Their main advantage is the comparatively low transistor count. The chips can be made cheaply and don't need cutting-edge fabs. This also makes them exceptionally power-efficient and tolerant of a wide range of supply voltages, so they're easier to integrate into many designs.

Just as important, they are far easier to master. Single-cycle instruction execution, single chip-wide clock, simple interfaces to all peripherals. If you don't have an OS to abstract it all away, most of the contemporary 32-bit platforms are a serious pain. Adjusting clock speed on a typical Cortex-M chip requires following a carefully-choreographed sequence of steps, possibly fiddling with flash wait states, various bus clocks, PLLs, and so on. On an 8-bit MCU, you just flip a bit or two.

It's a weird misconception that "8-bit" means antiquated or slow. Modern 8-bit MCUs run at high speeds, have plenty of fast memory, and integrate all kinds of cool on-die peripherals - DACs, ADCs, op-amps, DMA controllers, USB controllers, and so on. And in a good majority of embedded applications, they are enough.

Of course, there's nothing sacred about 8-bit ALUs, so I wouldn't be surprised if 32-bit ALUs eventually take hold in this market segment. But the replacements would need to preserve that "I can learn this in a weekend" property that isn't preserved in most of the high-performance 32-bit chips available today.

It’s worth mentioning that the linked article was written over a decade ago.
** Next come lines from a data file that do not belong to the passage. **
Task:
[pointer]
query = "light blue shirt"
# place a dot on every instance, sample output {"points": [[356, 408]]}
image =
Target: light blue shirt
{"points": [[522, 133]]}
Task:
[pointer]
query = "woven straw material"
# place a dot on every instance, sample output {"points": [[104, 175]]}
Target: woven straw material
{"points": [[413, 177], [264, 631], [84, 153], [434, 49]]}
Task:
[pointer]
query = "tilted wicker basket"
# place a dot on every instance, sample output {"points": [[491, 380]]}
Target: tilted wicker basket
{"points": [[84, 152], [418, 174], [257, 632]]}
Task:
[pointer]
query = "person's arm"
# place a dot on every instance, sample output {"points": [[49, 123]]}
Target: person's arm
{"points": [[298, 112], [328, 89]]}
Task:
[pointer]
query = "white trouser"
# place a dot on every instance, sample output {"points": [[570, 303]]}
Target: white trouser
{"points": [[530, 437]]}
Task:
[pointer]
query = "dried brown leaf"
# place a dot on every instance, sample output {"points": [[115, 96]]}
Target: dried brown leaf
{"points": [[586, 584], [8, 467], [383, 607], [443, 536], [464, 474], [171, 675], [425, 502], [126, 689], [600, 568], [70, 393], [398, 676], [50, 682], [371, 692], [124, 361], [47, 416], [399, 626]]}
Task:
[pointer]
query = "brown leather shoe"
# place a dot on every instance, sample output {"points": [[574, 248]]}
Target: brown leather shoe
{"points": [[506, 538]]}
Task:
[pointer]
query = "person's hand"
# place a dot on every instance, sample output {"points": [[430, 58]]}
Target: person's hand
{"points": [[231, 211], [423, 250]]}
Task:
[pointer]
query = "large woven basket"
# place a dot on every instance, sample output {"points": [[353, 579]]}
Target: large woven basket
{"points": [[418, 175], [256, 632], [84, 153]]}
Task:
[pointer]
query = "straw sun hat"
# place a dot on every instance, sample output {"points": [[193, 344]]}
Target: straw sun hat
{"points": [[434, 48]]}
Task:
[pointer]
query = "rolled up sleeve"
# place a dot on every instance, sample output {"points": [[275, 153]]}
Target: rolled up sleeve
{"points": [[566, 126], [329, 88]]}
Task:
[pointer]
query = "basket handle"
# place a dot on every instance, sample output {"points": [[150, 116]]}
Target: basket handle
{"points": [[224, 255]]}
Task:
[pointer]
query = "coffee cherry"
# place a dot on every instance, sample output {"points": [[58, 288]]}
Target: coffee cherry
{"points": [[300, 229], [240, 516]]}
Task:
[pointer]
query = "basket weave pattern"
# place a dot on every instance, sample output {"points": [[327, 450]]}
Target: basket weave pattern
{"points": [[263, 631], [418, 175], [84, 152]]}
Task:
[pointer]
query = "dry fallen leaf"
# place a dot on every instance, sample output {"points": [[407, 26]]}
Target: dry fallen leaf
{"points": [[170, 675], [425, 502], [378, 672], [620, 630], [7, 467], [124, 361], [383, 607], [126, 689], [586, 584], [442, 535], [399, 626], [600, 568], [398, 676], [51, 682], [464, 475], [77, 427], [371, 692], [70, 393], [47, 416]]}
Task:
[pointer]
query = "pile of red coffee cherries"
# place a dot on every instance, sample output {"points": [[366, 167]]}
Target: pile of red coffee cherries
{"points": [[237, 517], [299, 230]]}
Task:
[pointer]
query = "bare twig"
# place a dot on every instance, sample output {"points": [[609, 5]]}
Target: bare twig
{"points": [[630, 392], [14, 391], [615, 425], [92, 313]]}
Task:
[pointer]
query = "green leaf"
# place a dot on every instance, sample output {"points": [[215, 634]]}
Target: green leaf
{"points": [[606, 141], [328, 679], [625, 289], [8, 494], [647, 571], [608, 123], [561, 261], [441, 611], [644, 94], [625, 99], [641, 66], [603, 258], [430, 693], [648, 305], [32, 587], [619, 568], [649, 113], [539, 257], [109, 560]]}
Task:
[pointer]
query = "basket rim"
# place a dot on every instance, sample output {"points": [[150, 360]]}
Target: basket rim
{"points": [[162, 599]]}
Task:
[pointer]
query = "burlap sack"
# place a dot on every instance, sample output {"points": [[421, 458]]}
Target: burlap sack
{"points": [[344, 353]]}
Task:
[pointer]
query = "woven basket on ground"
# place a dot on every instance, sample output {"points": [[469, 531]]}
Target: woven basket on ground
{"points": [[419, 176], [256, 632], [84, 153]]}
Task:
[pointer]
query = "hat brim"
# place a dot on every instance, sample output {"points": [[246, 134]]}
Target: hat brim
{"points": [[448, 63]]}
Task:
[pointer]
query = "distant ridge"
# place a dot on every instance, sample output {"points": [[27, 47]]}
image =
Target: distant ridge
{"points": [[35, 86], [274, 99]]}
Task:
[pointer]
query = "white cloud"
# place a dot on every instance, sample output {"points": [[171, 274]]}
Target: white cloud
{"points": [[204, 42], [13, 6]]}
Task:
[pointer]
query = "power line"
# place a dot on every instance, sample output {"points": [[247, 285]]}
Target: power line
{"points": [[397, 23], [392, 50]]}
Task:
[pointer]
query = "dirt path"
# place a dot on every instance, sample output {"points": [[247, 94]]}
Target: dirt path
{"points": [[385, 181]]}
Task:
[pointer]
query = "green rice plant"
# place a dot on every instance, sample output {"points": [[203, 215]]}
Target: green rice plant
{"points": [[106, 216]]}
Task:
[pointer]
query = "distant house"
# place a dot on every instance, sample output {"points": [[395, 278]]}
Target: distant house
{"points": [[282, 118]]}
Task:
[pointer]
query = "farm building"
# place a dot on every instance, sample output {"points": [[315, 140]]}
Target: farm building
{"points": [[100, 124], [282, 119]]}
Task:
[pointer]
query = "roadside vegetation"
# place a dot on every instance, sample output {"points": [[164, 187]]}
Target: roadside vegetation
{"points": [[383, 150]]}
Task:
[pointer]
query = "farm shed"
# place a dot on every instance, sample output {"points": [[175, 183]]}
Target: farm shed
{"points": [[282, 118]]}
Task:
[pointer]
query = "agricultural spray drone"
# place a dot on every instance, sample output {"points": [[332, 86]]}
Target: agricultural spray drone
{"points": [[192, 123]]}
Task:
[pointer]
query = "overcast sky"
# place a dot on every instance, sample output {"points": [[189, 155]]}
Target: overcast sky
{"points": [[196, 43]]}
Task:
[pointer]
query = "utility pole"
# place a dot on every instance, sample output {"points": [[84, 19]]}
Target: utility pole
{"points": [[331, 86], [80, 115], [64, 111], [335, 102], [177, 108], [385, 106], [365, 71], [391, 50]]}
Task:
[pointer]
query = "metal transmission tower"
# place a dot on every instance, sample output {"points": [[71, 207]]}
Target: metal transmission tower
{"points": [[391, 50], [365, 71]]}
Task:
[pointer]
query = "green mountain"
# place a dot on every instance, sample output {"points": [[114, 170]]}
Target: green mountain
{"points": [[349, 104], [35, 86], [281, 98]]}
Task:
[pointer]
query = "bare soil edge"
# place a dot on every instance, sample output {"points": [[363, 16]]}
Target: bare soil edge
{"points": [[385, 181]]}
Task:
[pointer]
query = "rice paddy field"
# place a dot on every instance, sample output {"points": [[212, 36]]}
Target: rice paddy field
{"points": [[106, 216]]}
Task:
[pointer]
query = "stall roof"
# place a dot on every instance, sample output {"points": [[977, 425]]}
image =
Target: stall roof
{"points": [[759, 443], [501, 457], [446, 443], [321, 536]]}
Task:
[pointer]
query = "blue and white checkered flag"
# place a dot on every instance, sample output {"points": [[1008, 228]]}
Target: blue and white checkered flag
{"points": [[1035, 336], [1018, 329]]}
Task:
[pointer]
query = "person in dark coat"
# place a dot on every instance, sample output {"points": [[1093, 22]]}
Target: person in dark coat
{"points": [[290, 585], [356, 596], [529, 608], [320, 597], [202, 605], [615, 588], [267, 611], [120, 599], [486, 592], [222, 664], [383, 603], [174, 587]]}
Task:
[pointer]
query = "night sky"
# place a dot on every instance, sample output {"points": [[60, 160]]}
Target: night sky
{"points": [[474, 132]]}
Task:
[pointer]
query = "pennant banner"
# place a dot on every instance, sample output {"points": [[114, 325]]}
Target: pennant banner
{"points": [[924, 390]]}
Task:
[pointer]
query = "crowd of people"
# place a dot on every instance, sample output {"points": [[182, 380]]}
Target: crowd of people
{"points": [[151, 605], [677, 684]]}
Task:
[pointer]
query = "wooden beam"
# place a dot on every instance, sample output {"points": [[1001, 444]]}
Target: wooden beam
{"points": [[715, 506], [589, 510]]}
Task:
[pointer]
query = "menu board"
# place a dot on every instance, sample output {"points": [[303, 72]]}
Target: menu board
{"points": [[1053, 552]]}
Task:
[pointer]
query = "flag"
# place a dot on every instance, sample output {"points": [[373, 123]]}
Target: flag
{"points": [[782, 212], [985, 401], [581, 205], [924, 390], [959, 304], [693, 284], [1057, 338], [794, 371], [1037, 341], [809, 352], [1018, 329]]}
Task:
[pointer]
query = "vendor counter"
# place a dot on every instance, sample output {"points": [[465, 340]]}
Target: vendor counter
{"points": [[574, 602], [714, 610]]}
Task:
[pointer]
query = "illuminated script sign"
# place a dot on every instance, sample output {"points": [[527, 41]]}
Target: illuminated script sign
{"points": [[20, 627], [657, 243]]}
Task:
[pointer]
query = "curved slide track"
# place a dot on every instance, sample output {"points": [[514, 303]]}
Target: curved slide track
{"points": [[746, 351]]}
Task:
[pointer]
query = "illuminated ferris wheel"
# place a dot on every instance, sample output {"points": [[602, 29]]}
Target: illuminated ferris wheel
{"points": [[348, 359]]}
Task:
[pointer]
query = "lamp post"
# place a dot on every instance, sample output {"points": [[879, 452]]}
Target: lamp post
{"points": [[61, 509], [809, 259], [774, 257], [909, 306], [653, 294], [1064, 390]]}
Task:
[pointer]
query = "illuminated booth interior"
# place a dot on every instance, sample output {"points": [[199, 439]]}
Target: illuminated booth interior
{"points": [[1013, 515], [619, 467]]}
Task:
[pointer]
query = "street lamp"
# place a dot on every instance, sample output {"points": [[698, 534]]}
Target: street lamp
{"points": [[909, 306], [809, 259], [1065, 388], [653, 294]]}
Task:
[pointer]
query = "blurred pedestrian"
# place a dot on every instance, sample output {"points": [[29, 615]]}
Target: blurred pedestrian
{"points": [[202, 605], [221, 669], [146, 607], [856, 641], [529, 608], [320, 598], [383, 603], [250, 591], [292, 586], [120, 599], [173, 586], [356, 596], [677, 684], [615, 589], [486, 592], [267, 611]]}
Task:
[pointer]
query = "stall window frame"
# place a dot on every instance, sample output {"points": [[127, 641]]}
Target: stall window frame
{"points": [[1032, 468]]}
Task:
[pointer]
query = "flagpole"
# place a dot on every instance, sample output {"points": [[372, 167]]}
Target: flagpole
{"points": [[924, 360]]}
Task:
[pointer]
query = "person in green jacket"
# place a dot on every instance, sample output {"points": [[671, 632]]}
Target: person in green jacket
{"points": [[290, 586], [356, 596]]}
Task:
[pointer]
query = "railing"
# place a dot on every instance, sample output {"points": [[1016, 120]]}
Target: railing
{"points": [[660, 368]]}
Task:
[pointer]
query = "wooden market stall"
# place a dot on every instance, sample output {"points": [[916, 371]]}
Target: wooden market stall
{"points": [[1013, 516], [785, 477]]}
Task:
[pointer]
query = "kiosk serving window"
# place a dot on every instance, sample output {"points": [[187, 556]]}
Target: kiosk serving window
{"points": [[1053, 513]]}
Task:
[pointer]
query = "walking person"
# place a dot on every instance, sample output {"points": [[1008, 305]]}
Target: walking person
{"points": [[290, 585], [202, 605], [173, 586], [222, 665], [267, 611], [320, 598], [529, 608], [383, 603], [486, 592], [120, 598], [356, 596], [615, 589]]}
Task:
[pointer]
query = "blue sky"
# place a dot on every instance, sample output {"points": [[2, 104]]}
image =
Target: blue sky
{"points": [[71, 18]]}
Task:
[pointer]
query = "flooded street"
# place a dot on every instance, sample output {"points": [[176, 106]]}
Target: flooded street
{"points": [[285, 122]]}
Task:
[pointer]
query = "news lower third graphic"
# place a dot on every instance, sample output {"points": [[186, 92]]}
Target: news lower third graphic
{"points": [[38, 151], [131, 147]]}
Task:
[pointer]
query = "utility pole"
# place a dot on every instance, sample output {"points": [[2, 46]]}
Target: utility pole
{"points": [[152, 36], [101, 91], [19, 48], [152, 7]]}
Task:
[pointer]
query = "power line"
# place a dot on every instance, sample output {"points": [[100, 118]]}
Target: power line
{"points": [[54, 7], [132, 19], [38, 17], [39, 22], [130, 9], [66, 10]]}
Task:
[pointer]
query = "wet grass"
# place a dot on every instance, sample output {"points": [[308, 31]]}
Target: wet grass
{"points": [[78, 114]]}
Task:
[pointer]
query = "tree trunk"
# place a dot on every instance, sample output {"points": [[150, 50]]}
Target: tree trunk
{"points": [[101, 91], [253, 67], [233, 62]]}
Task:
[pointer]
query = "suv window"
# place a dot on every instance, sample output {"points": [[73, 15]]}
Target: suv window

- Even today, 8-bit MCUs can be significantly cheaper than 32-bit MCUs. A lot of microcontrollers are used for very simple tasks that simply don’t need anything more than what an 8-bit MCU can do. Although, these days it looks like 16-bit MCUs are comparable or sometimes cheaper when looking at Mouser and DigiKey? RL78-S1 may or may not count as 16-bit. I’m not familiar with it, and seeing some conflicting info.

- Plenty of legacy designs certainly continue to get manufactured, since updating the design and software to support a more advanced/cheaper processor would both require requalification of the product and require engineering time.

- If you need the absolute lowest power consumption, a simpler, smaller, slower core can be helpful.

- Existing expertise/familiarity

They're smaller (as in transistor count) and draw much less current than more powerful ones, which in some context (embedded/industrial, etc) is quite important. For simple tasks such as "read a sensor and if value isn' between values X and Y send this message over serial port and turn on relay on GPIO4" anything more than a smallish 8bit (sometimes even less) uC would be a huge waste of resources and potential source of problems since every piece of hardware or line of code added could hide a potential bug, therefore one adds only what is absolutely necessary, and that includes an OS and the beefier hardware required to run it.

Old processes have much lower static current(which is often dominant in mcu designs). building 32-bit mcu's using old processes is expensive.

In addition to low power and unparalleled reliability, the microcontroller make it possible to build a realtime system.

It's this slow not because of the MCU, though, but because the author is emulating another architecture in software. It would be fairly sluggish on a PC too.

This is both very impressive in terms of the sheer amount of work that went into that, but also a tiny bit disappointing because it's not really Linux running natively on an 8-bit chip.

I suspect that native Linux is technically doable and would be a lot faster, but would require a lot of fiddling with the kernel, to the point where you'd be rewriting as much as you're keeping. A lot of assembly shims to port, gotta get rid of all the MMU code, etc. AVR chips in particular also also a bit weird because they follow the Harvard architecture - separate addressing for code and data, which is not something the Linux kernel is made for.

FWIW, modern 8-bit MCUs are actually pretty darn fast. They have clocks all the way to 50 MHz or so, single-cycle execution for most opcodes, some have DMA and other cool gizmos on the die. They are orders of magnitude faster than the 8-bit tech we had back in the 1980s.

First decide what you're looking for:

Some kind of Raspberri Pi style desktop replacement (or capable of that). GPU, GB's of RAM, plug in USB peripherals, fast external storage, ...

Microcontroller: on the lower extreme of CPU power, no graphics, small flash/RAM, grab soldering iron to hook up peripherals. There's ~$0.10 parts there.

Boards like the Milk-V Duo fall in between. uC like, faster cpu, larger embedded RAM, may produce video output, not suitable to run modern desktop OS.

Very different beasts for very different applications.

VisionFive 2 is "the one" as far as I'm concerned. Very cheap and crucially it has a slot on the back for an NVMe drive.